The following is an extract from the Blog of Alex Hayes. To view the entire piece, visit his blog.
I spent the last week at Statistical and Mathematical Sciences Institute’s (SAMSI) undergraduate modeling workshop. This year the workshop was hosted at North Carolina State University (NCSU) in Raleigh, NC.
About thirty students attended the workshop. To get in there’s a mellow application process. SAMSI covered travel, rooming and food for the participants. We were expected to bring laptops with R and RStudio installed. The purpose of the workshop was to give undergrads experience modelling real world data. Each year the workshop has a different theme, in our case statistical analysis of climate phenomena.
Before the workshop, we choose from a list of six projects for the week. On Sunday night, we flew in for a welcome dinner and met the other students on our project team. Each group had a SAMSI postdoc as group leader.
On Monday Doug Nychka and Chris Jones gave us a broad overview of the statistical issues present in climate science. We spent the afternoon doing some team building activities, discussing our interests, what skills we brought to our respective groups and developing research questions.
We spent the next three days working on our projects. We probably spent six hours a day modeling, and an hour or so at a research presentation or R workshop, and an hour goofing off and hanging out. The talks in particular were very good, presenting current research at the undergrad level in an engaging way.
In the evenings a small group would normally explore the bars in the NCSU area, which was nice after a long day on campus. The workshop concluded on Friday, when each group presented their findings before flying out in the afternoon.
“Personally, the workshop enabled me to make some valuable connections within the stats community.”
My group was led by Mikael Kuusela, who did a fantastic job helping my group find research questions. He gave us a ton of individual feedback and was very attentive and patient. I particularly appreciated his advice on choosing questions that scientists care about.
Personally, the workshop enabled me to make some valuable connections within the stats community. At the end of the workshop, Mikael asked me if I’d like to write up a short outreach piece based on my project with him, which I’m super excited about. Keep an eye out for an upcoming piece on a functional decomposition of ocean thermoclines during El Niño (feat a plot we’re calling The Bananafold).
Earlier this year Maggie Johnson, another SAMSI postdoc, put me in contact with some of the bioinformatics crew at Pacific Northwest National Laboratory and I nearly ended up taking a year off to work on omics projects with them.
I also had a blast getting to know Doug Nychka. Not only was Doug super patient with my many newbie questions about GAMs and splines, it was fun to chat with him about climbing and the UW-Madison statistics program.
Perspective on the Undergrad Stats Community…
As someone who’s spent a bunch of time organizing undergrad statistics activities over the last year, the workshop was an interesting opportunity to learn about the broader community of statistics undergraduates. Here are some of the notes I took.
We have fundamental misconceptions about the purpose of modeling: When groups presented their initial research questions, it was immediately clear that many students were conflating description, prediction and causation. Throughout the week, there were many attempts to turn everything into a prediction problem, or to interpret descriptive analyses as causal.
The pre-requisite stack is not very deep: Most students had taken a mathematical statistic course, but very few had much coursework beyond that. Less than half the workshop had background in linear regression, and people were much less comfortable with linear algebra than I would have expected. Barely anyone had probability or analysis background.
Programming skills are rate determining: We dramatically overestimate our R capabilities. In particular, non-tabular data really threw people off. My group took about three days to calculate mostly summary statistics and make basic plots.

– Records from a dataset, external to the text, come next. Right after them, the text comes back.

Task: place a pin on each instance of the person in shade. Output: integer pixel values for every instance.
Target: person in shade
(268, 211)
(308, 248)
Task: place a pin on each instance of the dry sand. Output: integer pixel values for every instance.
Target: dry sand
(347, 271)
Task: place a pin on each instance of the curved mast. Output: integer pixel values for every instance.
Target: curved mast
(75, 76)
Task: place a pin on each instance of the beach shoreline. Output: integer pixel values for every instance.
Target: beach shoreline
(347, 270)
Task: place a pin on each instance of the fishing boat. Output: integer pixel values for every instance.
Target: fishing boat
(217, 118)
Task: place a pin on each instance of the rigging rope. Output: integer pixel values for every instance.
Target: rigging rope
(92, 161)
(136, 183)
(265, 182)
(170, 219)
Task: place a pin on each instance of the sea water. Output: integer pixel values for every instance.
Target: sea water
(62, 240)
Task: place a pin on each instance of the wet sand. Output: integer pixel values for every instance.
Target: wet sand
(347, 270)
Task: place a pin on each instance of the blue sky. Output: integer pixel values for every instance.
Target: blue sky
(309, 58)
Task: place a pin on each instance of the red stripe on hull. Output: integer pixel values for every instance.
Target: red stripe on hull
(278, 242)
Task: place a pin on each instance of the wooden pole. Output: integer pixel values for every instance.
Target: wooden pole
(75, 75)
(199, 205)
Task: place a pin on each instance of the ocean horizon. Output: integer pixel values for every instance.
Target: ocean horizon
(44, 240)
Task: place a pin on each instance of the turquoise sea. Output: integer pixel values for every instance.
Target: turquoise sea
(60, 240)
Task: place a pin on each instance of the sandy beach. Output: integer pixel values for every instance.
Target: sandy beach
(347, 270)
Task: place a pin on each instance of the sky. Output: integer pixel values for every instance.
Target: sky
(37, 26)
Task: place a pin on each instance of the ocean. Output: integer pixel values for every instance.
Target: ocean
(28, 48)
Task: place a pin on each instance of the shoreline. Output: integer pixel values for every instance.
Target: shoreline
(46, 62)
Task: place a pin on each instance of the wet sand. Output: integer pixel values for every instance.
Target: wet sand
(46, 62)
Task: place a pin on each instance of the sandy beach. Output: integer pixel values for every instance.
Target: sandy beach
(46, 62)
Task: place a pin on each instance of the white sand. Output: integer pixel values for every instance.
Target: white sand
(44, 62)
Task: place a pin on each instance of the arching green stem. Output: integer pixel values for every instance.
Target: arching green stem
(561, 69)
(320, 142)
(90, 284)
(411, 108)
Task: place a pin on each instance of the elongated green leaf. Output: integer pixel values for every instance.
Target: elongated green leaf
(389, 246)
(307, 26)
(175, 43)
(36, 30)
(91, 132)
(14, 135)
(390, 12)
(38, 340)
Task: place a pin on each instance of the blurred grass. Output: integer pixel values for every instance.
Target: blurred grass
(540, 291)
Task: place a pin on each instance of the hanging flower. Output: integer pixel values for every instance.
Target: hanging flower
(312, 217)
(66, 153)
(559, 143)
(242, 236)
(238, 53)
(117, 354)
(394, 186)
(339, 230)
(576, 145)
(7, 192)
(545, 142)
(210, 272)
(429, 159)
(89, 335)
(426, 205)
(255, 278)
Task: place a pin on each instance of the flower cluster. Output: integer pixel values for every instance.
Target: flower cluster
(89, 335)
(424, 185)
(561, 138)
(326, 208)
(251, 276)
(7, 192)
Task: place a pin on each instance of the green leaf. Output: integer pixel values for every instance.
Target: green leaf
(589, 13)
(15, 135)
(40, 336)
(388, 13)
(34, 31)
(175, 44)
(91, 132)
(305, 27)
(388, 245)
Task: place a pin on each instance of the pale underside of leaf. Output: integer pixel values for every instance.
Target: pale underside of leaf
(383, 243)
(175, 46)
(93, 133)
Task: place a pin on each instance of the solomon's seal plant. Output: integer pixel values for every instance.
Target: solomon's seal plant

Everybody’s resume looks the same: I’ll write more about this soon, but everybody advertises themselves in exactly the same way. This is despite having wildly varying skillsets. As a job seeker, how do you demonstrate that you are on the upper end of the competency spectrum? As a recruiter, how do you differentiate between candidates who look identical?
That’s a Wrap…
We learned things at a great workshop. Everyone should go if they get a chance. The statistics community should spend more time teaching beginners about the big picture: what statistics is and how we should use it.